# Long weekend activities?



## ameekplec. (May 1, 2008)

I was looking forward to doing lots of stuff this long weekend - instead I'm sick. Got caught up on a lot of forum and aquarium stuff though! Changed some bulbs, refilled my dosing solutions, slightly rearranged a few corals....not bad for being sick!

What's everyone else getting up to this long weekend?


----------



## Darkblade48 (Jan 28, 2008)

Started cleaning out my basement - built 3 new shelves and started filling them (unfortunately, not with aquariums...)


----------



## Bantario (Apr 10, 2011)

3 emergency calls this weekend.....going to try and go down the Mckenzie House 
It supposed to be haunted


----------



## 50seven (Feb 14, 2010)

I'm thumbing my nose at the creator of Dalton Day by going to work


----------



## fishclubgirl (Mar 4, 2010)

I'm in Raleigh, North Carolina and have attended their aquarium workshop and auction, gone collecting and now off to the natural history museum.

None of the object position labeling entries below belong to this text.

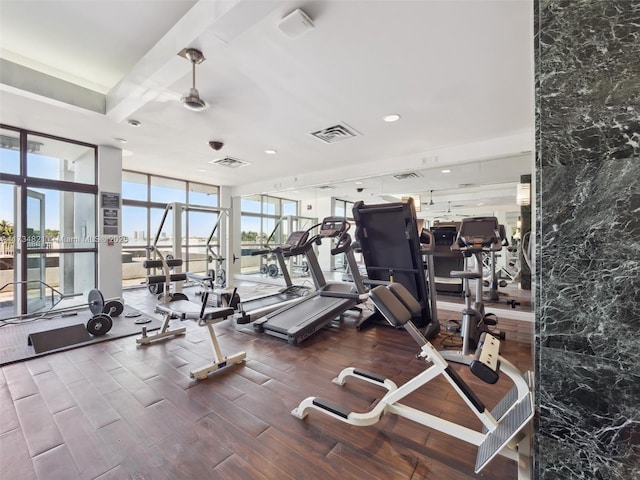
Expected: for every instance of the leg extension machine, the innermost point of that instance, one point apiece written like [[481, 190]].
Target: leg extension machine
[[506, 429], [206, 317]]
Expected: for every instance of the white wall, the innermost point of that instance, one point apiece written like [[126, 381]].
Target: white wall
[[109, 256]]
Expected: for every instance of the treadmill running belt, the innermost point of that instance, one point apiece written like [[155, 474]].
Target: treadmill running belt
[[299, 321]]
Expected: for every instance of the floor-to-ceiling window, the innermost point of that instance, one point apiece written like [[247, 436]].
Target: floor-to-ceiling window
[[48, 244], [266, 222], [144, 201], [342, 208]]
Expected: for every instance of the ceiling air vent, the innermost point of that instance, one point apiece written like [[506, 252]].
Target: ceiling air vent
[[335, 134], [407, 176], [230, 162]]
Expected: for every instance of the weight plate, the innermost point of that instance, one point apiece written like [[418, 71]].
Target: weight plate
[[99, 324], [222, 278], [273, 270], [113, 308], [96, 301]]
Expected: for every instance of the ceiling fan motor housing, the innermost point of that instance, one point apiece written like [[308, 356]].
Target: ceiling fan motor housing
[[192, 100]]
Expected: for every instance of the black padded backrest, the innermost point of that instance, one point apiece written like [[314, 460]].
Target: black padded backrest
[[388, 238], [390, 306], [408, 300]]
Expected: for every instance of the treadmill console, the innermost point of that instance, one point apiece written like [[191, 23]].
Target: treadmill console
[[333, 227], [479, 232], [296, 239]]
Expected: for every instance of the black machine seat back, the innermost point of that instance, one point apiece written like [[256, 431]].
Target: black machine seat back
[[408, 300], [478, 234], [391, 307]]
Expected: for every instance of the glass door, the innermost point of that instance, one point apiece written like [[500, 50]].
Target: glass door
[[8, 255], [36, 262]]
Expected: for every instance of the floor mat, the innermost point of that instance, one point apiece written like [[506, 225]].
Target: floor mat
[[65, 334]]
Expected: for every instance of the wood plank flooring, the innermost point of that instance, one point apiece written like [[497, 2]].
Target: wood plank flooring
[[116, 410]]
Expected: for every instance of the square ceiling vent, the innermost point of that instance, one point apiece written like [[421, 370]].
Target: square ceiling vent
[[335, 133], [230, 162]]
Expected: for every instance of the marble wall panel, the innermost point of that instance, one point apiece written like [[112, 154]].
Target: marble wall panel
[[588, 71], [588, 269], [589, 418]]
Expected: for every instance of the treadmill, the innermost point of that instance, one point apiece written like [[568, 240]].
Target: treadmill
[[254, 308], [302, 318]]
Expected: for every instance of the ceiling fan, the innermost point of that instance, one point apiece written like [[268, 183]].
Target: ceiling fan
[[192, 100]]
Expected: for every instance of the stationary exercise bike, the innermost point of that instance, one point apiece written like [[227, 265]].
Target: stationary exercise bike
[[477, 235]]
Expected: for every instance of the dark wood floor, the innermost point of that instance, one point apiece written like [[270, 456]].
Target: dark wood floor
[[115, 410]]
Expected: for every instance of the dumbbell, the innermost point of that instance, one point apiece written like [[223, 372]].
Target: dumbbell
[[102, 320]]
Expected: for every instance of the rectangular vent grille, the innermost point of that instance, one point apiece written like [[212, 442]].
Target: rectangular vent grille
[[230, 162], [335, 134], [407, 176]]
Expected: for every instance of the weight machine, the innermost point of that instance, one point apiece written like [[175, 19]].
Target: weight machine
[[103, 310], [477, 236], [506, 429], [171, 263]]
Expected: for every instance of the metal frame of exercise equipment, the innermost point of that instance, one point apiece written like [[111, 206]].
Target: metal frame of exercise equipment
[[221, 259], [103, 310]]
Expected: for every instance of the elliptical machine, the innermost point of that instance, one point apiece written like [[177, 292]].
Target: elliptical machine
[[477, 235]]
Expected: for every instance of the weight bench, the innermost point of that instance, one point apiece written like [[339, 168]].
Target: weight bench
[[206, 317], [506, 429]]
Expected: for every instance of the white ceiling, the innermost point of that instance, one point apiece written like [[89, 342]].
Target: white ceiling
[[460, 73]]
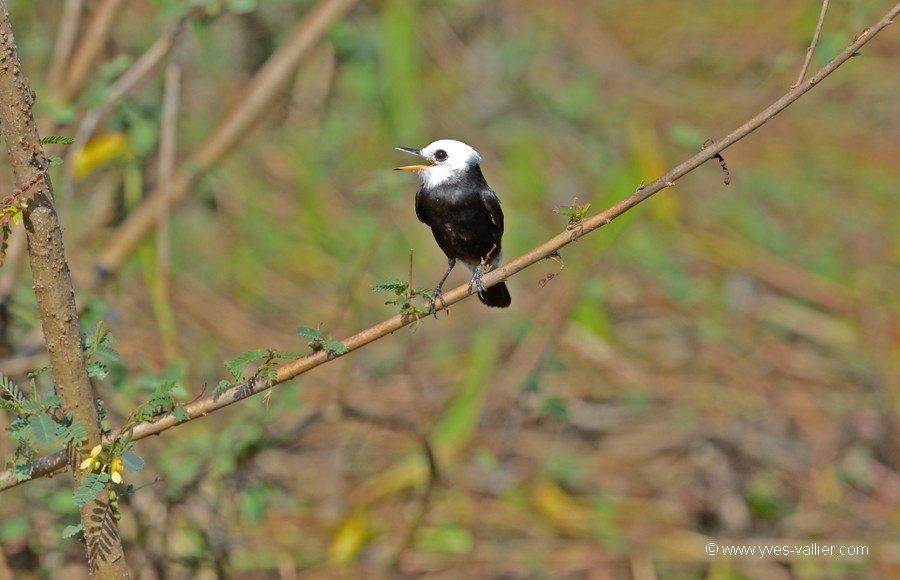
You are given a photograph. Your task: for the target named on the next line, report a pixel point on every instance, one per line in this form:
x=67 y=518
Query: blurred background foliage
x=721 y=362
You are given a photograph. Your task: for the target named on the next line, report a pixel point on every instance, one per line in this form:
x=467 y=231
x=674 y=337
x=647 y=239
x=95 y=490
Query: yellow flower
x=117 y=468
x=92 y=463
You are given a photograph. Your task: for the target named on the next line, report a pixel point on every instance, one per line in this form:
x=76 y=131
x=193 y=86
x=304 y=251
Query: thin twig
x=65 y=40
x=812 y=45
x=211 y=403
x=134 y=77
x=93 y=40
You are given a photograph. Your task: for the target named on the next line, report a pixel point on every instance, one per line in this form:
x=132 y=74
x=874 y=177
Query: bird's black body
x=463 y=213
x=467 y=223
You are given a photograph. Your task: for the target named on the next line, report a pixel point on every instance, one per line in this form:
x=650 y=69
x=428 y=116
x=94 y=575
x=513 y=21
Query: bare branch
x=548 y=249
x=812 y=44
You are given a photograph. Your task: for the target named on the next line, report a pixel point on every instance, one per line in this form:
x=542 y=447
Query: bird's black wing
x=492 y=204
x=420 y=205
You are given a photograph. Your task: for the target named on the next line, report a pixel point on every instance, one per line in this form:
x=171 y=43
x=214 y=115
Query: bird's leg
x=476 y=282
x=480 y=270
x=438 y=294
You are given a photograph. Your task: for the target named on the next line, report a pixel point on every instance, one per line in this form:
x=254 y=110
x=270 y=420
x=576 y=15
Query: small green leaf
x=132 y=460
x=236 y=365
x=309 y=333
x=557 y=408
x=90 y=488
x=390 y=285
x=56 y=139
x=97 y=369
x=180 y=414
x=22 y=470
x=44 y=427
x=71 y=531
x=336 y=347
x=223 y=384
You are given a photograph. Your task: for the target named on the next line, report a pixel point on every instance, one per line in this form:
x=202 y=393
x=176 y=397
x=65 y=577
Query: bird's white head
x=446 y=161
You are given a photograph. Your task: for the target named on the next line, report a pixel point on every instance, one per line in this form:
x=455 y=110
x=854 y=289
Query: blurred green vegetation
x=722 y=360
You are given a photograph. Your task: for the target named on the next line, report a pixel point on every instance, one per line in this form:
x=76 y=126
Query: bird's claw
x=476 y=280
x=435 y=296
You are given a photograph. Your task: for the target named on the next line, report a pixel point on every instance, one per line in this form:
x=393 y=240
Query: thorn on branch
x=556 y=257
x=718 y=157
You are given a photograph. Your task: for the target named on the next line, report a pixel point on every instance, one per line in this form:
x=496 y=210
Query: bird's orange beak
x=419 y=167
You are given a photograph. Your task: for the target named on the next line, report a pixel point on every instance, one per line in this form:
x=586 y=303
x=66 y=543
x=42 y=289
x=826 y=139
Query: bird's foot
x=438 y=294
x=476 y=282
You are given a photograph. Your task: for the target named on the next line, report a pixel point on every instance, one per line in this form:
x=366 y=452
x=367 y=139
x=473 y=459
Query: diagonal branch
x=812 y=44
x=551 y=247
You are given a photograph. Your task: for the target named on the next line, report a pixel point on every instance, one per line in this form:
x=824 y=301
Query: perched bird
x=463 y=213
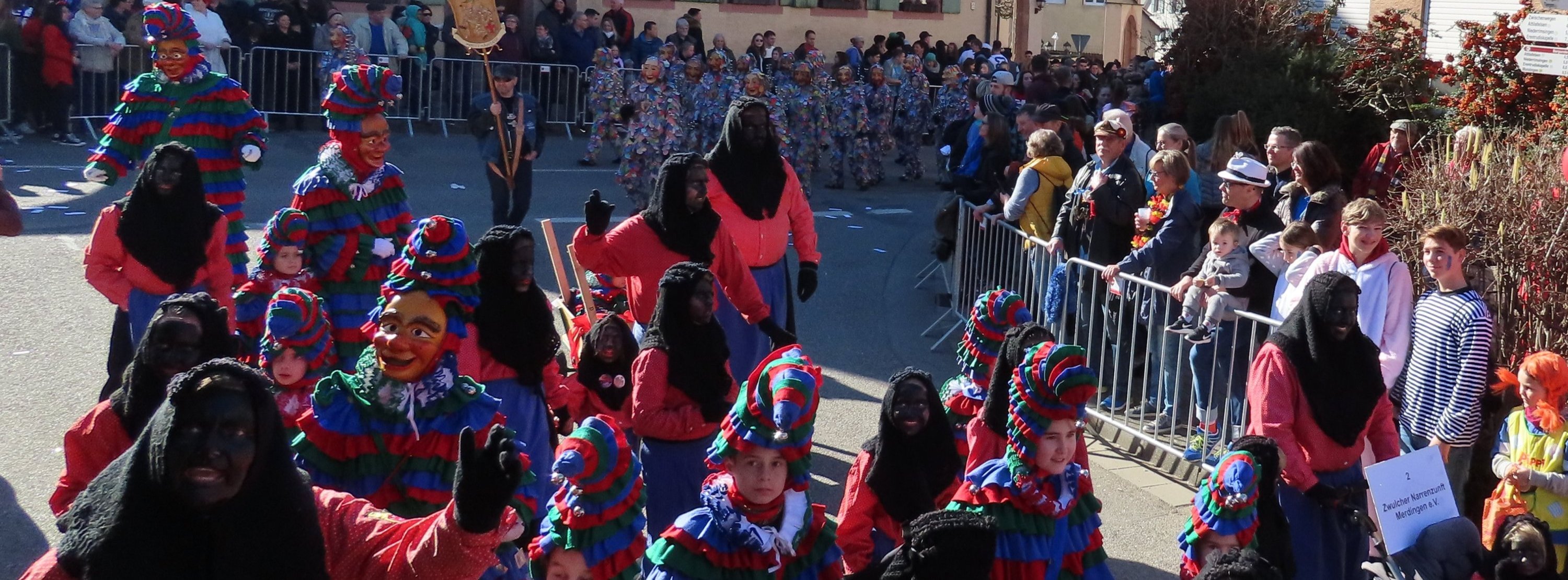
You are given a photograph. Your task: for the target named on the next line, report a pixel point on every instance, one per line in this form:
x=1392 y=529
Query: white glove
x=383 y=248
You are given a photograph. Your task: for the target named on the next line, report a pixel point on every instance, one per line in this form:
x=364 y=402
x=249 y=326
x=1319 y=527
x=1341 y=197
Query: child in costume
x=184 y=101
x=595 y=524
x=386 y=433
x=755 y=519
x=990 y=319
x=908 y=469
x=1048 y=523
x=1529 y=450
x=606 y=96
x=847 y=126
x=281 y=264
x=297 y=350
x=355 y=203
x=1224 y=513
x=651 y=135
x=512 y=347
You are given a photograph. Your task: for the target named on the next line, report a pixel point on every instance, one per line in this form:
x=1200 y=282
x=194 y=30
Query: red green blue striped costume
x=211 y=113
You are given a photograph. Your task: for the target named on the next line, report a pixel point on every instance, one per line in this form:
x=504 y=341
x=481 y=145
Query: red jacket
x=634 y=251
x=861 y=512
x=91 y=444
x=662 y=411
x=369 y=543
x=113 y=272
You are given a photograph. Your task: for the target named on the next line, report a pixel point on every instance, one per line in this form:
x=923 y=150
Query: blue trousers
x=1327 y=544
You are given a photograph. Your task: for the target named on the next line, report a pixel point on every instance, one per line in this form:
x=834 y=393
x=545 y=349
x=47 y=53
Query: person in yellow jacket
x=1529 y=452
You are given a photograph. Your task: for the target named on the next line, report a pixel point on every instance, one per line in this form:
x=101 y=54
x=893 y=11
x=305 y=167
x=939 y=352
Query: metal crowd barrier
x=1144 y=370
x=455 y=82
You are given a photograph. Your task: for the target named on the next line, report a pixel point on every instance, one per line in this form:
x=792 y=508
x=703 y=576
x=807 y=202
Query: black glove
x=487 y=480
x=778 y=336
x=806 y=284
x=596 y=212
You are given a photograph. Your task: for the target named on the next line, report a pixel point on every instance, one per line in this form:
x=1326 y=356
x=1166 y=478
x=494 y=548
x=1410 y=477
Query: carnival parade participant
x=847 y=131
x=651 y=135
x=512 y=344
x=761 y=203
x=755 y=518
x=160 y=240
x=355 y=201
x=908 y=469
x=186 y=331
x=606 y=96
x=683 y=386
x=679 y=225
x=593 y=529
x=281 y=264
x=1048 y=523
x=184 y=101
x=209 y=490
x=295 y=352
x=386 y=432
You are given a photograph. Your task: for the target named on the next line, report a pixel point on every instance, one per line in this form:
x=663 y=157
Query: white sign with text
x=1409 y=494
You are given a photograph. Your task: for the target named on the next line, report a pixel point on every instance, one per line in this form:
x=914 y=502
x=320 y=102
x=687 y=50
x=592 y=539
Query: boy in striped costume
x=184 y=101
x=355 y=201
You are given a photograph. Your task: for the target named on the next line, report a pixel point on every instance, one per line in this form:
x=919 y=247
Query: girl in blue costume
x=1048 y=521
x=756 y=521
x=512 y=349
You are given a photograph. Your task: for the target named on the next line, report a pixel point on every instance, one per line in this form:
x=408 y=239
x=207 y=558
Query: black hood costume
x=753 y=176
x=678 y=228
x=168 y=234
x=515 y=328
x=132 y=524
x=1341 y=378
x=140 y=388
x=908 y=472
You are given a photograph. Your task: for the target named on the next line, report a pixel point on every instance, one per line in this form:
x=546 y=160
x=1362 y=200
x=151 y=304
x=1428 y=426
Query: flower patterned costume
x=606 y=96
x=204 y=110
x=394 y=443
x=651 y=137
x=1048 y=526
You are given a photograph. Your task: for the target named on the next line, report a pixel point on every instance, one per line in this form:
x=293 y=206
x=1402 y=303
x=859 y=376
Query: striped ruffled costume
x=204 y=110
x=393 y=443
x=733 y=538
x=350 y=207
x=1048 y=526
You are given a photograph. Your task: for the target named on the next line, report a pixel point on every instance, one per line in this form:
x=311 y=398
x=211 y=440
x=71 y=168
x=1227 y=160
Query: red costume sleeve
x=733 y=275
x=106 y=259
x=369 y=543
x=90 y=446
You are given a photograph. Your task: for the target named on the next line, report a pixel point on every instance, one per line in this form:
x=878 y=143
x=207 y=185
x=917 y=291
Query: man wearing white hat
x=1222 y=377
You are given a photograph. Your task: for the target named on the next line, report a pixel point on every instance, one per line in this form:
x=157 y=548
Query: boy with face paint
x=355 y=201
x=755 y=518
x=186 y=331
x=281 y=264
x=297 y=350
x=386 y=432
x=908 y=469
x=184 y=101
x=651 y=135
x=847 y=127
x=214 y=458
x=1048 y=519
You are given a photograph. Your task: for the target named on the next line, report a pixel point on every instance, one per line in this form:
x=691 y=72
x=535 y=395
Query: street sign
x=1545 y=27
x=1543 y=60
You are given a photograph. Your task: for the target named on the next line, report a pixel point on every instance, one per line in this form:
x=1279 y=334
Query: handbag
x=1503 y=504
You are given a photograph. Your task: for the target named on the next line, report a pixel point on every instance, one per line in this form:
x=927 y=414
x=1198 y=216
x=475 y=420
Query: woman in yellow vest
x=1529 y=454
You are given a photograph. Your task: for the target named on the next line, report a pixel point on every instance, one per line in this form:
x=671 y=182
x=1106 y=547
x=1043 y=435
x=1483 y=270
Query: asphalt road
x=863 y=325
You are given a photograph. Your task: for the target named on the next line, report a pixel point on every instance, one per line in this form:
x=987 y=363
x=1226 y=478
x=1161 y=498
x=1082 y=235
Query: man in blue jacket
x=520 y=126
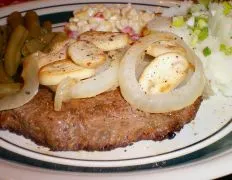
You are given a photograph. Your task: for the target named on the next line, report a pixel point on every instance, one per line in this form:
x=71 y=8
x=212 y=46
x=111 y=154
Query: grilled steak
x=103 y=122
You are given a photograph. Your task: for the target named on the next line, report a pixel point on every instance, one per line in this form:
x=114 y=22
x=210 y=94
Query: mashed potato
x=114 y=19
x=217 y=65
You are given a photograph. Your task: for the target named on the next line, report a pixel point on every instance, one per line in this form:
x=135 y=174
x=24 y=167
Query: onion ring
x=97 y=84
x=30 y=87
x=165 y=102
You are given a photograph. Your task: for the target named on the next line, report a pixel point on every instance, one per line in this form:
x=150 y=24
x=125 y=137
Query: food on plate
x=109 y=87
x=164 y=73
x=110 y=19
x=208 y=31
x=54 y=73
x=106 y=41
x=102 y=122
x=13 y=55
x=86 y=54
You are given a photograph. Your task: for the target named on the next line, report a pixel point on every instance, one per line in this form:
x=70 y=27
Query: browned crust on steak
x=104 y=122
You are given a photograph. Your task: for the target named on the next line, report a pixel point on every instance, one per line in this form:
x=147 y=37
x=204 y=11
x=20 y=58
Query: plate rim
x=59 y=1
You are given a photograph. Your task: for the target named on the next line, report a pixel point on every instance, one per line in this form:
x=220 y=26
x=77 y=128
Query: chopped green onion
x=227 y=8
x=194 y=40
x=226 y=49
x=178 y=21
x=204 y=2
x=206 y=51
x=203 y=34
x=201 y=23
x=222 y=47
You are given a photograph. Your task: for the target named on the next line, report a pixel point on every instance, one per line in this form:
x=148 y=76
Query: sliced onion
x=98 y=84
x=30 y=87
x=63 y=92
x=165 y=102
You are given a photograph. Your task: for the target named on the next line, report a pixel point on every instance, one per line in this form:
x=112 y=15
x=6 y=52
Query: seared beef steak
x=101 y=123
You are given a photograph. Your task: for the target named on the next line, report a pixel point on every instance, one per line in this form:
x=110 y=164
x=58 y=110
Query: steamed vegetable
x=13 y=51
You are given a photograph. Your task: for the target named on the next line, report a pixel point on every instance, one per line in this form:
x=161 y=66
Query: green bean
x=47 y=25
x=3 y=40
x=15 y=19
x=32 y=23
x=32 y=46
x=13 y=51
x=9 y=88
x=4 y=77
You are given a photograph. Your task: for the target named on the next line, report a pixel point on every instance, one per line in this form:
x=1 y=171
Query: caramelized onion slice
x=98 y=84
x=30 y=87
x=165 y=102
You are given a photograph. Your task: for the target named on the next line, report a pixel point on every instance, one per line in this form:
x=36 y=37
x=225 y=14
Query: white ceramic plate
x=197 y=140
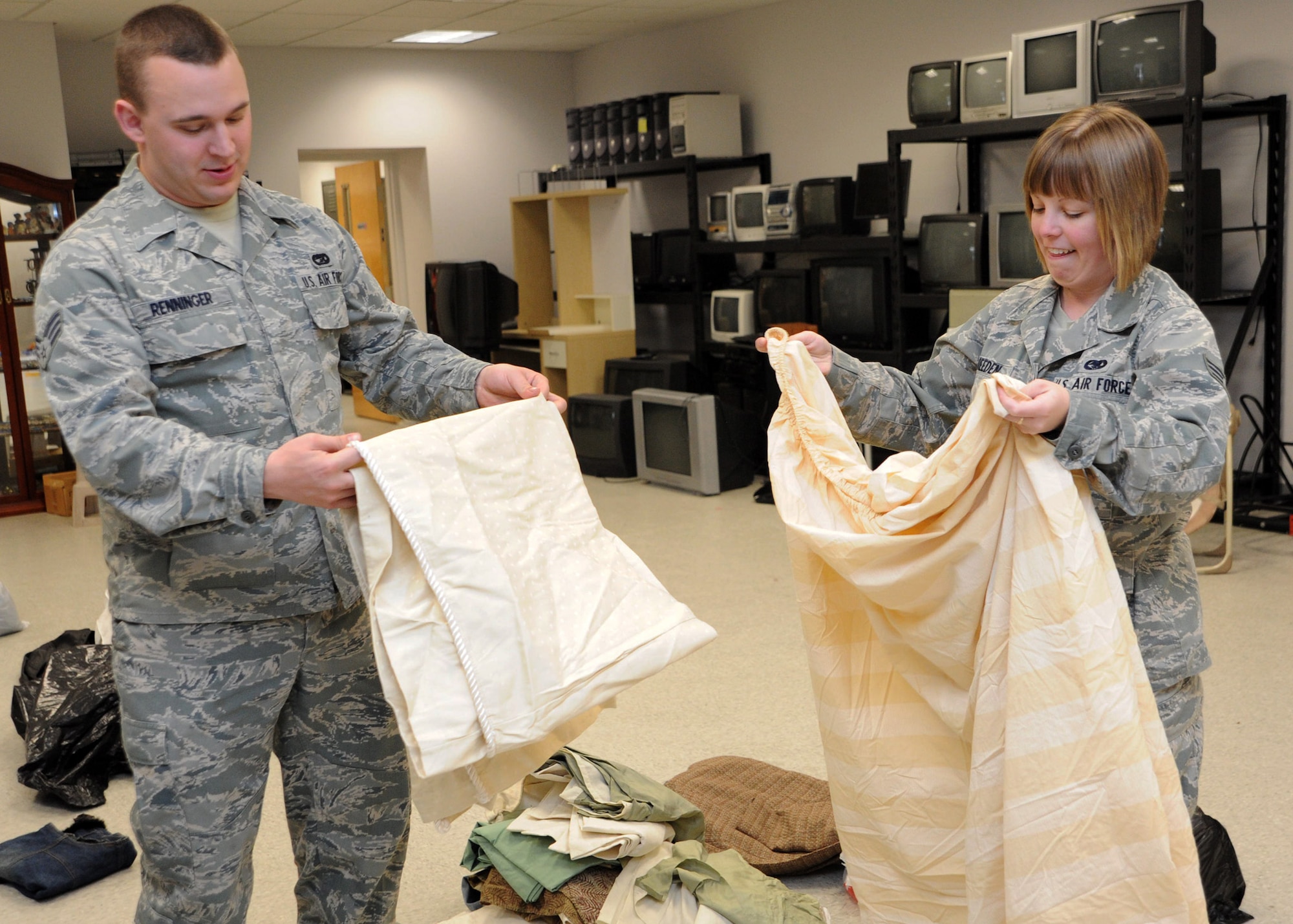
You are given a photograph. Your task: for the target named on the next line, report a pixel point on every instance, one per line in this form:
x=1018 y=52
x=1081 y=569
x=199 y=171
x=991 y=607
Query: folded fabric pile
x=594 y=841
x=780 y=821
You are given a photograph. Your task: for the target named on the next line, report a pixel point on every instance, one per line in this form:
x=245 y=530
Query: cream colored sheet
x=991 y=738
x=505 y=615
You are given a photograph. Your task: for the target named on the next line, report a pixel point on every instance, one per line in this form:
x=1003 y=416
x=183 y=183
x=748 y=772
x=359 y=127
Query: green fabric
x=626 y=795
x=727 y=884
x=524 y=861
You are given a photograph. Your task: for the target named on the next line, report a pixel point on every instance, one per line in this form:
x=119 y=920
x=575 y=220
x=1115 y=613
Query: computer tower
x=660 y=126
x=588 y=143
x=467 y=305
x=705 y=125
x=601 y=153
x=646 y=129
x=615 y=134
x=575 y=149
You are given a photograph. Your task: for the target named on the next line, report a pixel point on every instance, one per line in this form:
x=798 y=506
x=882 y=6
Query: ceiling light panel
x=444 y=37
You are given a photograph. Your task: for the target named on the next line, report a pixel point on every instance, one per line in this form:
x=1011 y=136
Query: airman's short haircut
x=173 y=32
x=1107 y=156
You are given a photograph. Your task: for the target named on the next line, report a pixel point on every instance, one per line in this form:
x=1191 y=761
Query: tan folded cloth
x=579 y=901
x=780 y=821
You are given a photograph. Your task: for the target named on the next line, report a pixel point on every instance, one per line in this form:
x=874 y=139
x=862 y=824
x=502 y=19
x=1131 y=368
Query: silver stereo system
x=780 y=218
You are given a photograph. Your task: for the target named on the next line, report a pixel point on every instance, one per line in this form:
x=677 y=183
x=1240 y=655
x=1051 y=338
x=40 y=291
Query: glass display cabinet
x=34 y=211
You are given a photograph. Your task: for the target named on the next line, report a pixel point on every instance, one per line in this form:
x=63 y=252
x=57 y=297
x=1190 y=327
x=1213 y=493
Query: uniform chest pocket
x=328 y=308
x=202 y=367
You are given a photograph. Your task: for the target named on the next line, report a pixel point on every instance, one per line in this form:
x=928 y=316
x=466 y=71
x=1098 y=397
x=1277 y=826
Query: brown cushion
x=782 y=822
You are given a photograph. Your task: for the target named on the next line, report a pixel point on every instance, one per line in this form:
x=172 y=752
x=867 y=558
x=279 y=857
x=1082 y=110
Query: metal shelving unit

Having a great time and lots of southern bbq too!!


----------



## characinfan (Dec 24, 2008)

Sick. And working today.


----------



## Jackson (Jan 30, 2009)

Sleeping and eating and probably some WC's if I'm not too lazy


----------



## df001 (Nov 13, 2007)

Tank maintenance, filter maintenance, laundry, load tools back into truck for the work week, laundry, more laundry, even more laundry.

oh and watch some episodes of the james burke series connections.


----------



## Ciddian (Mar 15, 2006)

Replying to PMs.. XD and sick. I do need to do a full clean on turtles.. Blah..


----------



## JulieFish (Apr 8, 2011)

My Fiance and me invited 8 of our closest friends over for a marathon of 80s cartoons that we used to watch. I made everyone dinner and good times were had. Some of those 80s cartoons are terribly bad.. and others are quite funny (in a laughing at them kind of way). Everyone got to choose one episode of one TV show cartoon. These were the picks:

My Little Pony
The Real Ghostbusters
Cops
She-Ra
Teenage Mutant Ninja Turtles
Strawberry Shortcake
BraveStarr
Rainbow Bright
Thundercats
Spiderman and his Amazing Friends


----------



## Ryan.Wilton (Dec 12, 2012)

Oh wow Julie... That sounds.... awful LOL! Jk jk, I'm sure you guys had a blast! I stayed home, did some W/C's and was sicky-poo until yesterday evening.


----------